His prominence was based on the association with Pieter Winne in the river trade where he took over for the assemblyman and later inherited Winne's sloop and rigging - as well as his home and stables. Captain Douw carried cargoes and dispatches during the last two colonial wars and throughout the period for Sir William Johnson and others. Through Johnson, he was appointed to the county court.
In 1741, Douw and Winne were partners in the Sacandaga Patent.
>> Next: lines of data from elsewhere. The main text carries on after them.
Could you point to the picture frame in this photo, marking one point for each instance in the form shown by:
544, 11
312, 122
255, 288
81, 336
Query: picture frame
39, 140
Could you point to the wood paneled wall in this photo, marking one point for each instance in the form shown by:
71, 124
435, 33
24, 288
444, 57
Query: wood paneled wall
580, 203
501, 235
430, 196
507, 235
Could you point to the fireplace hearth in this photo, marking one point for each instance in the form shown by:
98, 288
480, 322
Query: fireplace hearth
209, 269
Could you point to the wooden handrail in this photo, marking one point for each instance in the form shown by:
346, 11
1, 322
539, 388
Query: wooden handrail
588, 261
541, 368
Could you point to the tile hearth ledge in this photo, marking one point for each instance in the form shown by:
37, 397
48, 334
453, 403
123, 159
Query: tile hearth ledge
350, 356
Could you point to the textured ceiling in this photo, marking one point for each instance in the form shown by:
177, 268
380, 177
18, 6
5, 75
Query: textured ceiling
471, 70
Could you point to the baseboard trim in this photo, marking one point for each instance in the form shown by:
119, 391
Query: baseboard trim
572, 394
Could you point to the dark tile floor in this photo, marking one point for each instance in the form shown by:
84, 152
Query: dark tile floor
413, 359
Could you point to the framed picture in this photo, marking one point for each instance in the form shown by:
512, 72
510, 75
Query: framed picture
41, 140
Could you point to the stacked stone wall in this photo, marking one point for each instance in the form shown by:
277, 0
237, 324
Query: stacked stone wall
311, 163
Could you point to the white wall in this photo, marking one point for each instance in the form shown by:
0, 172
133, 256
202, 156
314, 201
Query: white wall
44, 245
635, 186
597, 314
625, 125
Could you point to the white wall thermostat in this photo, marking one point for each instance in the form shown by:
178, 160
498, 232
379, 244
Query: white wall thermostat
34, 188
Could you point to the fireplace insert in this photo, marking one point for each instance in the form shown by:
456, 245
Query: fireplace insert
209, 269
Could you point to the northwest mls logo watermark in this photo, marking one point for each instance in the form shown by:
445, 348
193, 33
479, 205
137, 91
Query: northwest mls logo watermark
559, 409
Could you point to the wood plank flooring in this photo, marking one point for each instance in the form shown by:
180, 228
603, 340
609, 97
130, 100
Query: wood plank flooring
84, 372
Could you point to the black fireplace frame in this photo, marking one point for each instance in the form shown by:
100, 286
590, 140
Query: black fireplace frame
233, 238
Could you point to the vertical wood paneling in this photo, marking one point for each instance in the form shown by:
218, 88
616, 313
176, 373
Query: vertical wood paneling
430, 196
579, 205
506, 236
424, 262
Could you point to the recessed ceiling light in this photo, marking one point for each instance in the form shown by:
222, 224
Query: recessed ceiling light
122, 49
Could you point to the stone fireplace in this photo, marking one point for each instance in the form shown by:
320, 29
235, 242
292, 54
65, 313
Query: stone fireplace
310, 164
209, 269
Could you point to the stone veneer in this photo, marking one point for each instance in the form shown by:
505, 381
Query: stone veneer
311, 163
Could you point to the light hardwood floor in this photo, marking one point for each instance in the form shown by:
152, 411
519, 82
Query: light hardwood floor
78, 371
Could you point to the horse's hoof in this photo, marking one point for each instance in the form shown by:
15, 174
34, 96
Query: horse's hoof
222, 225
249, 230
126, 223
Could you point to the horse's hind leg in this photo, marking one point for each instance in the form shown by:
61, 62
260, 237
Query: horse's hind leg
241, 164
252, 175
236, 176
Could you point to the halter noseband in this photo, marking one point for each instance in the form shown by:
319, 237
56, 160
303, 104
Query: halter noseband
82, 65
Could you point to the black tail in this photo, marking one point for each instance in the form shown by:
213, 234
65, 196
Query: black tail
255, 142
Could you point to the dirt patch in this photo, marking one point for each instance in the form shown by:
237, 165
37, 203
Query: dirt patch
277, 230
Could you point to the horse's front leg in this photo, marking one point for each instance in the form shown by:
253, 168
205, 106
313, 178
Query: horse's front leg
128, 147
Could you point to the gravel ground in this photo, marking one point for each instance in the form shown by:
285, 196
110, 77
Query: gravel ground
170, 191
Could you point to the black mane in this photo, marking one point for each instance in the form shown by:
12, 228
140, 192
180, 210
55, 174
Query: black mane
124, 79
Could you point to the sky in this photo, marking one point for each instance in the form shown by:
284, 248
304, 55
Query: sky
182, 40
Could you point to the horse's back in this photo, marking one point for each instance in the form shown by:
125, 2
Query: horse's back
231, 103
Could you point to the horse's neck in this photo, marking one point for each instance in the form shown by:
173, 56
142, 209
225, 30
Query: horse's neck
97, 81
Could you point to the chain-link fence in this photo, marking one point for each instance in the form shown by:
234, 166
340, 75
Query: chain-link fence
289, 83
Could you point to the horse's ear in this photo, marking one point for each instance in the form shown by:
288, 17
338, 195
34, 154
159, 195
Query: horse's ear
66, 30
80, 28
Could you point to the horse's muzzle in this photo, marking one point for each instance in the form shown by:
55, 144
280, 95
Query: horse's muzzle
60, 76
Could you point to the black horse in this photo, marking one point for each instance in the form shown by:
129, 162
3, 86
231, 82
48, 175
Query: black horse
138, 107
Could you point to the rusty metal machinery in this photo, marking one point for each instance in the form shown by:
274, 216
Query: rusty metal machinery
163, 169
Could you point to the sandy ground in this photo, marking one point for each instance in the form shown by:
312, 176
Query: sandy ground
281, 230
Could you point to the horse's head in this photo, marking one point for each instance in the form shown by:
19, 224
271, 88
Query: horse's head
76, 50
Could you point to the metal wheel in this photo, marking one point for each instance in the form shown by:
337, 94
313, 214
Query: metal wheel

In 1761, Abraham married widow Catharina Lansing. Over the next decades, he became more of a businessman and real estate trader. During that time, he acquired additional Albany acreage as well as shares in tracts in the upper Mohawk and Hudson Valleys. His son, Peter Winne Douw, ran the sloop and later followed Abraham to the city council. Too old for service during the War for Independence, the septuagenarian was a respected Albany patriot, "gentleman," landlord, dock owner, and later superintendent of docks.
Abraham Douw filed his will in May 1787. It named his second wife Catherine, sons Volkert and Peter, and daughters Elsie Fonda and Margaret Ten Eyck as his heirs. He died in December 1787 in his seventy-eighth year.